Graph Signal Restoration Using Nested Deep Algorithm Unrolling

• Published in: IEEE transactions on signal processing Vol. 70; pp. 3296 - 3311
• Main Authors: Nagahama, Masatoshi, Yamada, Koki, Tanaka, Yuichi, Chan, Stanley H., Eldar, Yonina C.
• Format: Journal Article
• Language: English
• Published: New York IEEE 2022; The Institute of Electrical and Electronics Engineers, Inc. (IEEE)
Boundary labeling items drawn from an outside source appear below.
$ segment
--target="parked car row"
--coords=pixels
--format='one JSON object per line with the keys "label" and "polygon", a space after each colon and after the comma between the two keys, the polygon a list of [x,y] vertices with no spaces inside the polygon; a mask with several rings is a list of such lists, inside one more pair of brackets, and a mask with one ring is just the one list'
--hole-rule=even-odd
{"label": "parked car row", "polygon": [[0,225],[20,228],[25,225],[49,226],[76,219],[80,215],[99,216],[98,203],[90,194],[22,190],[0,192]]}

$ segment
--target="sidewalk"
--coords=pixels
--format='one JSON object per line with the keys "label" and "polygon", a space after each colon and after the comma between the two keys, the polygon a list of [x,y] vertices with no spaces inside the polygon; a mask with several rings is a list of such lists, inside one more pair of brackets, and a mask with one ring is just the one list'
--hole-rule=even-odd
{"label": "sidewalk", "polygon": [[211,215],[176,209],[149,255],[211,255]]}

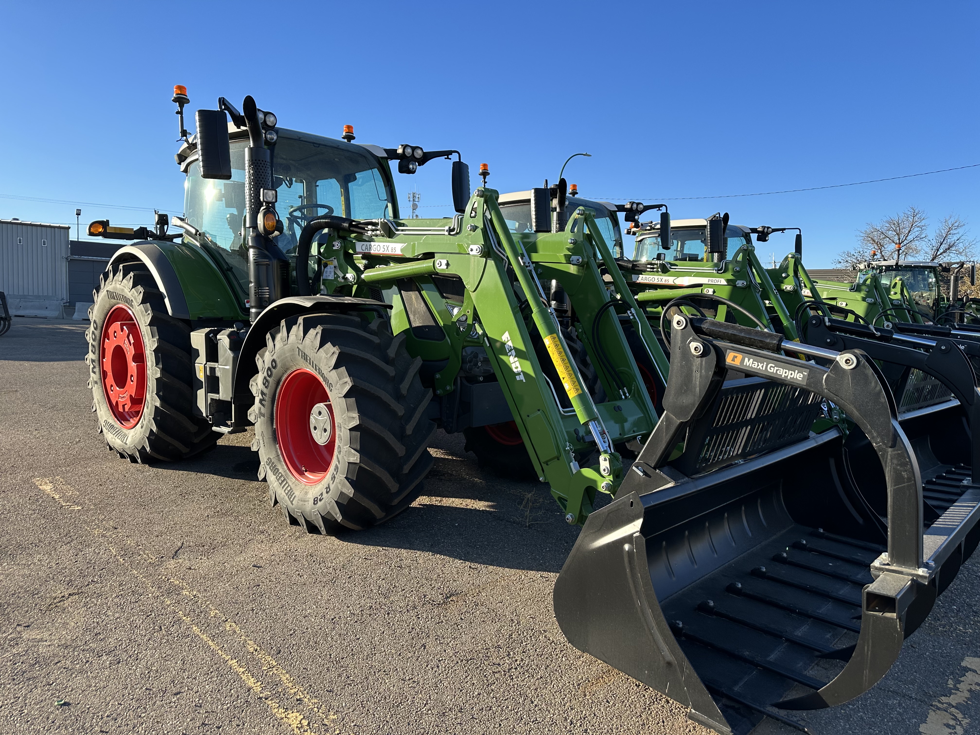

• Subjects: Algorithms; Computational geometry; Convexity; deep algorithm unrolling; Graph neural networks; Graph signal processing; Image restoration; Interpolation; Neural networks; Noise reduction; Optimization; Parameters; Plug-and-Play ADMM; Regularization; Restoration; Signal processing; Signal processing algorithms; Signal restoration; Symmetric matrices; Task analysis
• ISSN: 1053-587X; 1941-0476; 1941-0476
• DOI: 10.1109/TSP.2022.3180546

Graph signal processing is a ubiquitous task in many applications such as sensor, social, transportation and brain networks, point cloud processing, and graph neural networks. Often, graph signals are corrupted in the sensing process, thus requiring restoration. In this paper, we propose two graph signal restoration methods based on deep algorithm unrolling (DAU). First, we present a graph signal denoiser by unrolling iterations of the alternating direction method of multiplier (ADMM). We then suggest a general restoration method for linear degradation by unrolling iterations of Plug-and-Play ADMM (PnP-ADMM). In the second approach, the unrolled ADMM-based denoiser is incorporated as a submodule, leading to a nested DAU structure. The parameters in the proposed denoising/restoration methods are trainable in an end-to-end manner. Our approach is interpretable and keeps the number of parameters small since we only tune graph-independent regularization parameters. We overcome two main challenges in existing graph signal restoration methods: 1) limited performance of convex optimization algorithms due to fixed parameters which are often determined manually. 2) large number of parameters of graph neural networks that result in difficulty of training. Several experiments for graph signal denoising and interpolation are performed on synthetic and real-world data. The proposed methods show performance improvements over several existing techniques in terms of root mean squared error in both tasks.